Client Use Cases: 1-800 CONTACTS Flags Customers with Look-Alike Data
Updated: Sep 30, 2019
The following is the fourth post in a five-part series on how 1-800 CONTACTS uses Compellon20|20 to drive change within their organization. Thank you to Neil Wieloch, PhD, Director, Marketing Strategy and Insights, for writing these posts and for sharing 1-800 CONTACTS’ successes with us. In case you missed them, the first post in this series was about identifying the drivers of churn, the second one was about creating predictive variables, and the third one was about unifying Marketing silos.
The Key to Activating Insight: Flagging All of Your Customers
Conducting traditional marketing research can be a great way to paint a “big picture” of what is happening in the marketplace in order to develop high-level strategy. But the challenge is then in the activation: how do you decide where to go? Specifically, how can you identify clear and measurable objectives, track strong indicators of progress, and link marketing activities to actual individual behaviors (in order to measure actual value)? As we all know, unless an initiative can be clearly measured, it doesn’t exist.

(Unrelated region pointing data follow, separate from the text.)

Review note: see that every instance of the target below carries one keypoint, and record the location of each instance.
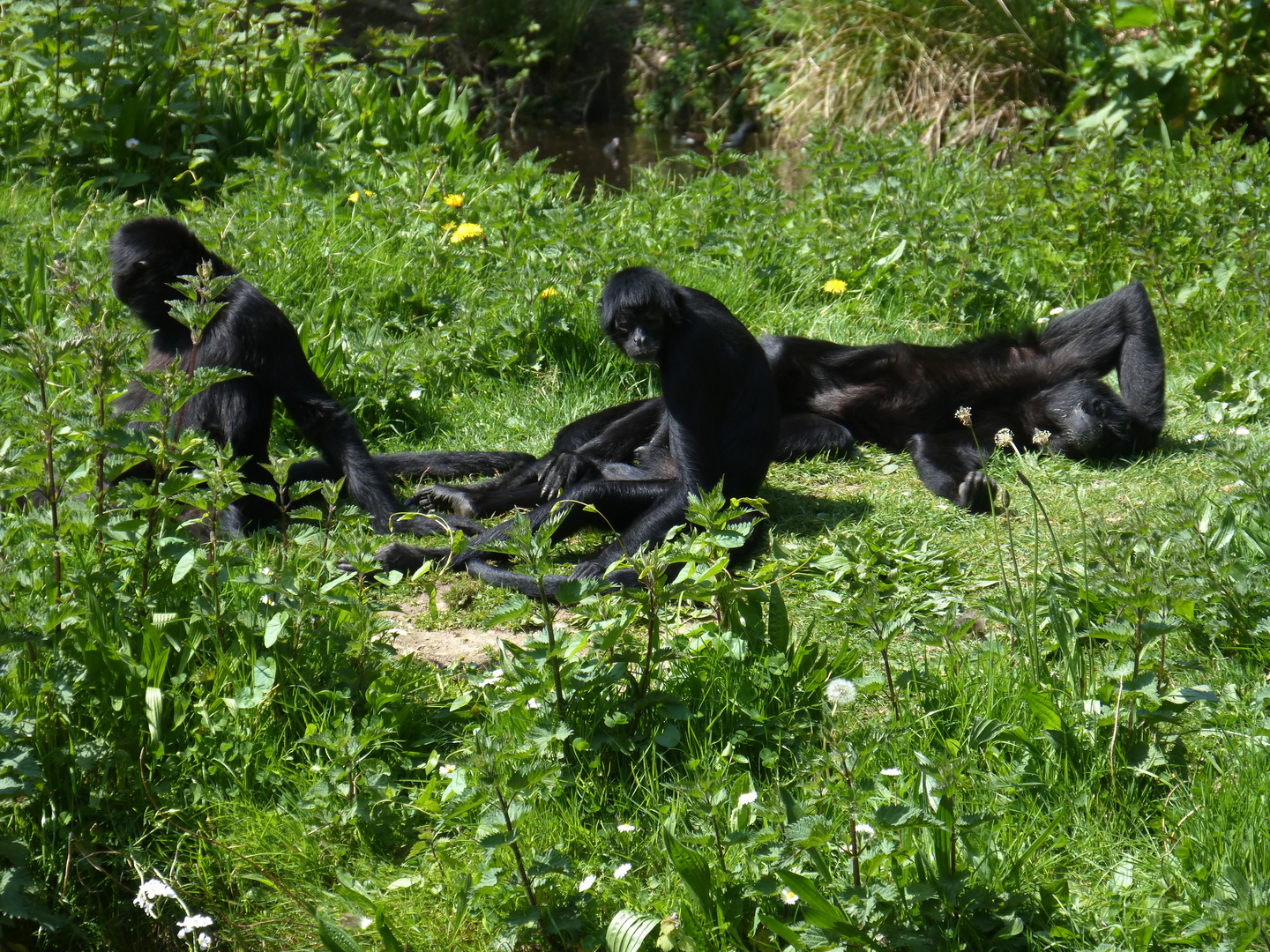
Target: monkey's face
(638, 333)
(1088, 419)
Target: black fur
(250, 334)
(721, 423)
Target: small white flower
(840, 691)
(149, 891)
(192, 923)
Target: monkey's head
(640, 308)
(147, 256)
(1087, 419)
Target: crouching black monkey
(250, 334)
(903, 397)
(721, 421)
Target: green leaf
(153, 712)
(693, 870)
(392, 943)
(778, 620)
(818, 911)
(274, 628)
(1134, 17)
(628, 931)
(1042, 709)
(334, 938)
(183, 565)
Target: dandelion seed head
(840, 691)
(192, 923)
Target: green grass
(318, 788)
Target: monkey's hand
(441, 498)
(564, 470)
(977, 493)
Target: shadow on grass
(804, 514)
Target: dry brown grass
(967, 70)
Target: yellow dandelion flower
(465, 231)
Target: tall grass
(963, 70)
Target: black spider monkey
(903, 397)
(249, 333)
(721, 419)
(900, 397)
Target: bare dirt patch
(412, 634)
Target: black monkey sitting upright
(903, 397)
(250, 334)
(721, 421)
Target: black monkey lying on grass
(902, 397)
(721, 420)
(249, 333)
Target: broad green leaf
(693, 870)
(628, 931)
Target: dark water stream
(588, 150)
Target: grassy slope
(497, 366)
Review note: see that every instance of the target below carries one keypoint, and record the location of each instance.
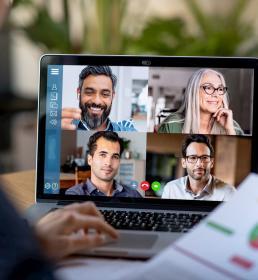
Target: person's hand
(71, 229)
(68, 115)
(225, 118)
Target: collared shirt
(88, 188)
(125, 125)
(215, 189)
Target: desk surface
(20, 188)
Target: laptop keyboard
(152, 221)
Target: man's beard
(93, 121)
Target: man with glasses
(199, 184)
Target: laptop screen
(178, 129)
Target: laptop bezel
(151, 61)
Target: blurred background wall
(166, 27)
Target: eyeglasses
(194, 158)
(210, 89)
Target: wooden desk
(20, 188)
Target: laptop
(152, 202)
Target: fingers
(68, 115)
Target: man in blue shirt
(96, 91)
(105, 149)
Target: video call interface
(184, 133)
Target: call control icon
(145, 185)
(155, 186)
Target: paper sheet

The Insights Team at 1-800 CONTACTS recently found themselves in this position: using questions from their ongoing post-transactional satisfaction survey, they identified a few key consumer segments that acted in different and meaningful ways. But since the only customers that were segmented were the ones that completed the survey, only about 1.5% of the entire active customer database could be segmented and, therefore, targeted, tested, and tracked.
Were they to implement these insights from a traditional marketing approach, the Insights Team would have had to make assumptions about all their customers and run a number of A/B tests to see which tactics would best work in aggregate – rather than test and learn among each of the segments individually.
Instead, the team decided to use the Compellon engine to run look-alike data and flag the entire customer database according to each customer’s likelihood to be a member of one of the segments. Specifically, the Insights Team appended all their active customers with third-party demographic and psychographic data, then ran it (along with their transactional behavior data) through Compellon20|20, and generated predictive models for each of the segments. Once the models were built, the team then set up an API to update and flag all new customers on a weekly basis.
Now 1-800 CONTACTS can test, treat, and track each segment differently – and link their actions directly to financial results based on individual customer purchase behavior. Additionally, the same models that Compellon20|20 generated to determine segmentation identified the drivers that 1-800 CONTACTS uses to target and message different prospects for acquisition.